First, SRC1 is taken from the given lane in current quad. Then
op<currentlanenumber> is executed on it and SRC2, results get
written to DST. ops can be add [SRC1+SRC2], sub [SRC1-SRC2],
subr [SRC2-SRC1], mov2 [SRC2]. srclane can be at least l0, l1,
l2, l3, and these work everywhere. If you're running in FP, looks
like you can also use dox [use current lane number ^ 1] and doy
[use current lane number ^ 2], but using these elsewhere results
in always getting 0 as the result...
add f32 DST mul SRC1 SRC2 SRC3
A multiply-add instruction. With intermediate rounding. Nothing
interesting. DST = SRC1 * SRC2 + SRC3;
fma f64 DST SRC1 SRC2 SRC3
Fused multiply-add, with no intermediate rounding.

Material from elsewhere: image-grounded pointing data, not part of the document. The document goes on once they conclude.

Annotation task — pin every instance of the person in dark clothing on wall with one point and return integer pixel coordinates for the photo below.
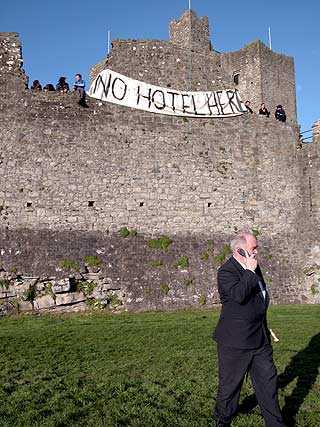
(49, 88)
(62, 85)
(242, 335)
(36, 86)
(263, 110)
(248, 107)
(79, 86)
(280, 114)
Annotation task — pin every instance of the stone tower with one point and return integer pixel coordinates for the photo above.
(72, 177)
(191, 32)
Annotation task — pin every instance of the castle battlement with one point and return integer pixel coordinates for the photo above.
(71, 177)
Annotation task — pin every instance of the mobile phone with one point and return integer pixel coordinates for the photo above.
(242, 252)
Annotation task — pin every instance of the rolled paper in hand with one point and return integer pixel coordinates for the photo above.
(274, 336)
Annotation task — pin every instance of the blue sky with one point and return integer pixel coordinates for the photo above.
(62, 37)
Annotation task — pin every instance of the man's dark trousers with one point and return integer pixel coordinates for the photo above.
(244, 344)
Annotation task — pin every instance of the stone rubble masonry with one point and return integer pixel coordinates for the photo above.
(72, 177)
(188, 62)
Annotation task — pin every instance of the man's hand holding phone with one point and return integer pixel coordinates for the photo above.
(249, 259)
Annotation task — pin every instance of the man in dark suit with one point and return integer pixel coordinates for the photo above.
(242, 335)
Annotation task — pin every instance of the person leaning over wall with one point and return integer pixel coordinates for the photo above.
(79, 87)
(62, 85)
(263, 111)
(280, 114)
(36, 86)
(248, 107)
(49, 88)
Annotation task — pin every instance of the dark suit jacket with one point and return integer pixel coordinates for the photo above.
(242, 322)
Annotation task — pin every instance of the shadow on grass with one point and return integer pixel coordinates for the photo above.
(304, 367)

texauto [deriv] live/all <texargs>
Does a texture fetch. Inputs are: x, y, z, array index, dref [skip all
that your current sampler setup doesn't use]. x, y, z, dref are floats,
array index is integer. If running in FP or the deriv flag is on,
derivatives are computed based on coordinates in all threads of current
quad. Otherwise, derivatives are assumed 0. For FP, if the live flag
is on, the tex instruction is only run for fragments that are going to
be actually written to the render target, ie. for ones that are inside
the rendered primitive and haven't been discarded yet. all executes
the tex even for non-visible fragments, which is needed if they're going
to be used for further derivatives, explicit or implicit.

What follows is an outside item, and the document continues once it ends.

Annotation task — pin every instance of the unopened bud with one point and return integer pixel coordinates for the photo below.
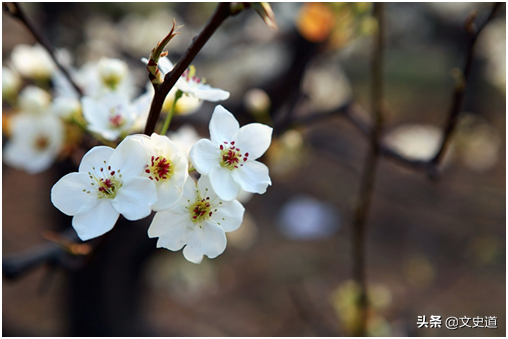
(112, 71)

texbias [deriv] live/all <texargs>
Same as texauto, except takes an additional [last] float input specifying
the LOD bias to add. Note that bias needs to be the same for all threads
in the current quad executing the texbias insn.
texlod live/all <texargs>
Does a texture fetch with given coordinates and LOD. Inputs are like
texbias, except you have explicit LOD instead of the bias. Just like
in texbias, the LOD should be the same for all threads involved.
texsize live/all <texargs>
Gives you (width, height, depth, mipmap level count) in output, takes
integer LOD parameter as its only input.
texfetch live/all <texargs>
A single-texel fetch. The inputs are x, y, z, index, lod, and are all
integer.
emit
GP-only instruction that emits current contents of $o registers as the
next vertex in the output primitive and clears $o for some reason.
restart
GP-only instruction that finishes current output primitive and starts
a new one.
bra <code target>
Branches to the given place in the code. If only some subset of threads
in the current warp executes it, one of the paths is chosen as the active
one, and the other is suspended until the active path exits or rejoins.
call <code target>
Pushes address of the next insn onto the stack and branches to given place.
Cannot be predicated.
ret
Returns from a called function. If there's some not-yet-returned divergent
path on the current stack level, switches to it. Otherwise pops off the
entry from stack, rejoins all the paths to the pre-call state, and
continues execution from the return address on stack. Accepts predicates.
breakaddr <code target>
Like call, except doesn't branch anywhere, uses given operand as the
return address, and pushes a different type of entry onto the stack.
break
Like ret, except accepts breakaddr's stack entry type, not call's.
quadon
Temporarily enables all threads in the current quad, even if they were
disabled before [by diverging, exitting, or not getting started at all].
Nesting this is probably a bad idea, and so is using any non-quadpop
control insns while this is active. For diverged threads, the saved PC
is unaffected by this temporal enabling.
quadpop
Undoes a previous quadon command.
bar sync <barrier number>
Waits until all threads in the block arrive at the barrier, then continues
execution... probably... somehow...
trap
Causes an error, killing the program instantly.
joinat <code target>
The arugment is address of a future join instruction and gets pushed
onto the stack, together with a mask of currently active threads, for
future rejoining.
brkpt
Doesn't seem to do anything, probably generates a breakpoint when enabled
somewhere in PGRAPH, somehow.
exit
Actually, not a separate instruction, just a modifier available on all
long insns. Finishes thread's execution after the current insn ends.
join
Also a modifier. Switches to other diverged execution paths on the same
stack level, until they've all reached the join point, then pops off the
entry and continues execution with a rejoined path.